Life success (fall in love, get married, get accepted to an elite university, get promoted, get a new job, get pregnant, get published) comes with new responsibilities, relationships, locations, and communities. A friend's success signals that soon they will spend less time with you, and you're at risk of losing them entirely. People celebrate a friend's success in public, but they grieve in private. They can't even express their grief, lest they be accused of jealousy.

The best way to keep your social circle and your loved ones is to make sure they never grow, or if they do, that they grow at the same pace as you do ("come on, when are you going to have a baby?") Resentment towards people who move out of poor communities and "make something of themselves" exists because people who are left behind feel abandoned.

Don't fall behind

The classic theory of tall poppy syndrome is that prestige is a zero sum game: for someone to rise, others must fall. Exceptional individuals take away things which other people require to fulfil their needs (employment, romantic attention, social esteem and respect).

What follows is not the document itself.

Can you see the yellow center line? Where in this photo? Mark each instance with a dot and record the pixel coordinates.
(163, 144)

But motivations are actually feelings. It's not that we hate others for going too far ahead; we experience dread when we feel ourselves falling too far behind, and we want to stop it by all means necessary. As the joke goes: "when running from a bear, you don't have to be fast, you just have to be faster than your friend." When someone outpaces you, you can suddenly smell the warm, stinky breath of a bear closing in.

Switching sides: when people cut you down, it feels like they are against you personally, but they aren't. They are trying to protect themselves from this gut-wrenching fear. You are just an accidental target.

People prefer to keep everyone in their social group at roughly the same level, because in that way nobody feels like they're about to get eaten. When someone does, everyone else says "oh, bad luck", because they purposefully created a situation in which it is not possible to blame any one factor for that person's downfall. People don't want to be made aware of the existential threats!

Fish want to swim in shoals of similar shoalmates, people want to live in communities of similar people.

And that's why we don't want anyone to be good at things.